Micro-systems have great potential for use in biology and clinics due to their miniaturization and integration capabilities, which can lead to the development of novel diagnostic and therapeutic devices with improved performance and affordability. This talk focuses on the development of micro-systems: biosensor and actuator, microfluidics, and hybrid MEMS/microfluidics for biological and clinical applications.

A new biosensor and actuator chip was developed for the real-time in-vitro characterization of neuronal cells. Characterizing neuronal cells requires electrical and optical methods for evaluating their electrochemical signaling. However, current technologies suffer from either low noise tolerance or limited transparency for optical observations. This biosensor chip used active thin-film-transistor (TFT) electrodes to improve noise tolerance and was fabricated on a glass substrate to enhance optical observations. These transparent electrodes enable six different investigative modalities, including extracellular voltage recording, electrical stimulation, electrical impedance measurement, and optical imaging, among others. The performance of the biosensor chip was demonstrated using primary mouse neurons. The neuronal activity was recorded in response to their spontaneous activity and to electrical/chemical stimulation.
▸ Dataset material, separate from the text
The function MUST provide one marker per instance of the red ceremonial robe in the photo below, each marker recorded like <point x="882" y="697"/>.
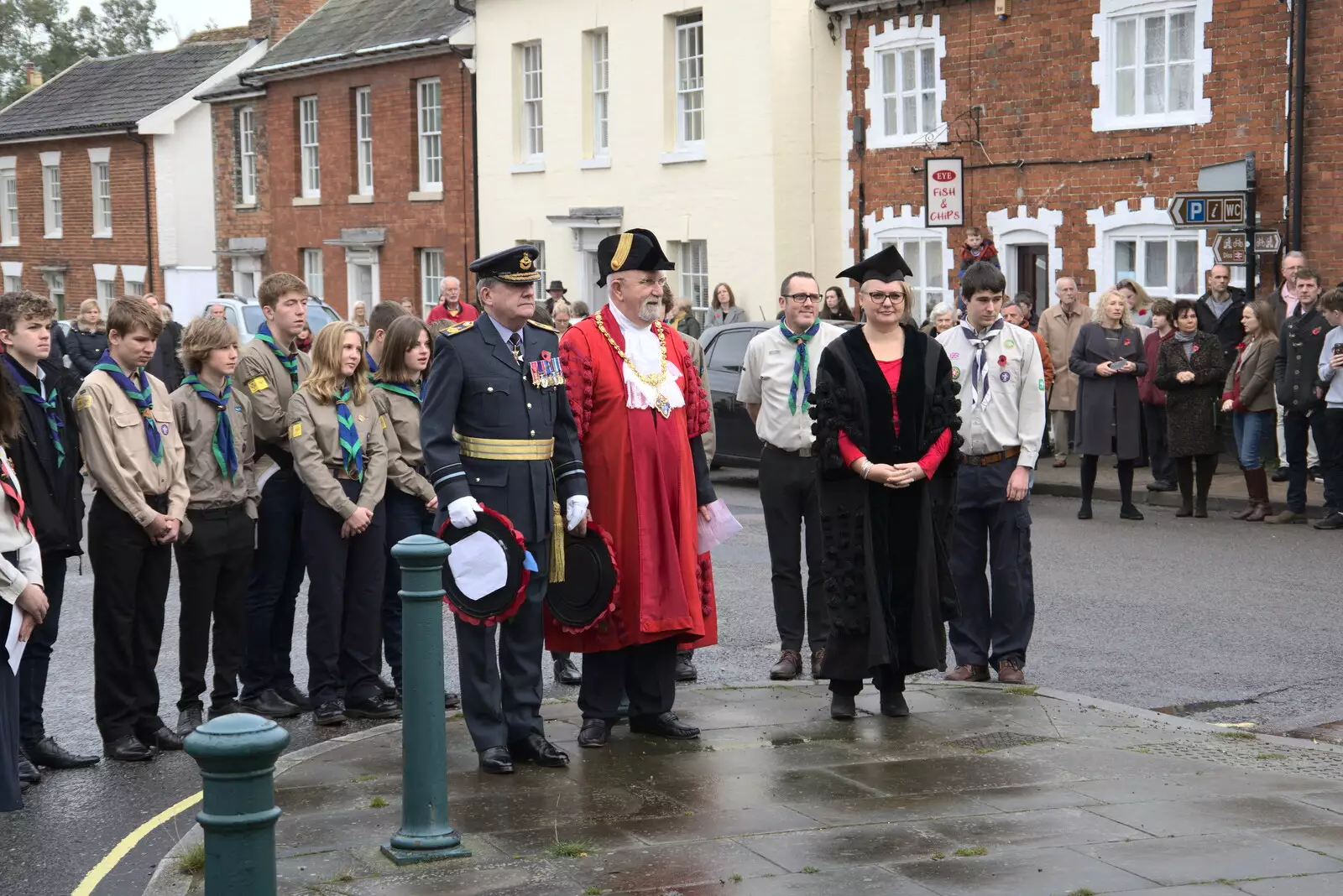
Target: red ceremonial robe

A novel microfluidic method was developed for studying cell-cell interactions between patient immune cells (T lymphocytes) and cancer cells (leukemic cells). The T lymphocytes are smaller and more deformable than cancer cells. Existing techniques for cell pairing are limited to cells of similar dimensions. This method overcomes the challenge of pairing cells with different dimensions by using hydrodynamic flow focusing in the z-direction to modulate the effective channel height. The method was demonstrated with primary human T lymphocytes, acute myeloid leukemia (AML) cell lines, and primary AML blasts. The activity of paired cells was monitored from early signaling to later functional responses, with more than 80% of paired cells being successfully monitored.

A hybrid MEMS/microfluidics device was developed for high-throughput biophysical cytometry and cell sorting for biological applications such as cancer cell identification. This method demonstrated a practical, optics-free, cost- and labor-efficient way of analyzing multiple biophysical parameters of single cells in a high-throughput format. The practical method provided improved information on single cells without compromising throughput. Integrating more MEMS elements, e.g., additional actuators for mechanical compression and sorting, can lead to a revolutionary single-cell sorter based on biophysical properties.